Feature 3: Incremental Statistics

Traditional statistics collection methods require full table scan. Full table scanning costs a lot and affects users greatly, which does not meet the original intention of improving user experience. To this end, AnalyticDB introduced incremental statistics framework, can only update the statistics of a single partition, and then through the global merge technology, get the global statistics of the entire table. This can significantly reduce the overhead of collection and reduce the impact on users.

Feature 4: Property Derivation

Attribute derivation plays an important role in how to make plans better. It’s like an Easter egg in a movie. This feature allows us to explore the hidden information in SQL to further optimize our plans. For example, if A user writes “A=B” in SQL and then does “GROUP BY A,B”, it can be simplified to “GROUP BY A” or “GROUP BY B”. Because we know by property derivation that A is the same thing as B.

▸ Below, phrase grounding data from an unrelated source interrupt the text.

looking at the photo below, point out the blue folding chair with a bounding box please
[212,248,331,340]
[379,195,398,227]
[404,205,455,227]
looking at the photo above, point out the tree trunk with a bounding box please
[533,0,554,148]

4 Intelligent diagnosis and optimization

Intelligent diagnosis

The intelligent diagnosis function of AnalyticDB integrates logical execution plan and physical execution plan, from “Query level”, “Stage level”, “operator level” three levels of diagnosis and analysis, help users quickly locate Query, Stage and operator problems, directly give intuitive problem analysis. Such as data skew, index is not efficient, conditions are not pushed down, and the corresponding tuning suggestions are given. Currently, more than 20 diagnosis rules have been online, covering memory consumption, time consumption, data skew, disk I/O, and execution plan. More diagnosis rules will be online in the future.

Intelligent optimization

Intelligent optimization of AnalyticDB Provides the optimization function for database and table structure, and provides suggestions for reducing cluster usage costs and improving cluster usage efficiency. Based on the performance indicators of SQL queries and the data tables and indexes used, the function analyzes the algorithm statistics and automatically provides tuning suggestions, reducing the burden of manual tuning. Intelligent optimization currently offers three types of optimization recommendations:

1) Optimization of cold and hot data: analyze the usage of data tables. For data tables that have not been used for a long time, it is suggested to move them to cold storage. About 60% of the cases can use the suggestion to move the data tables that have not been used for 15 days to cold storage, saving more than 30% of the hot storage space;

2) Index optimization: analyze the usage of data indexes, and suggest to delete the data indexes that have not been used for a long time. About 50% of the instances can delete the indexes that have not been used for 15 days according to the suggestion, saving more than 30% of the hot storage space;

3) Partition optimization: analyze the differences between the distribution keys actually used in data query and the distribution columns defined in the data table. If the distribution keys are not reasonably designed, it is suggested to change the distribution keys of the data table to improve the data query performance.

Summary and prospect

After years of double 11 refining, AnalyticDB not only withstood the extreme load and flow of year after year, but also gradually grew in the increasingly rich business scenarios, and constantly enabled to a variety of new and old businesses and scenarios inside and outside the group, and gradually grew into the leader of a new generation of cloud native data warehouse. Next AnalyticDB will continue to “everyone available data services” as the mission, further embrace cloud native, build database + big data integration architecture, build extreme flexibility, from online integration, cost-effective, intelligent autonomy and other enterprise capabilities, further empower users to mine data behind the business value.

The original link

This article is the original content of Aliyun and shall not be reproduced without permission.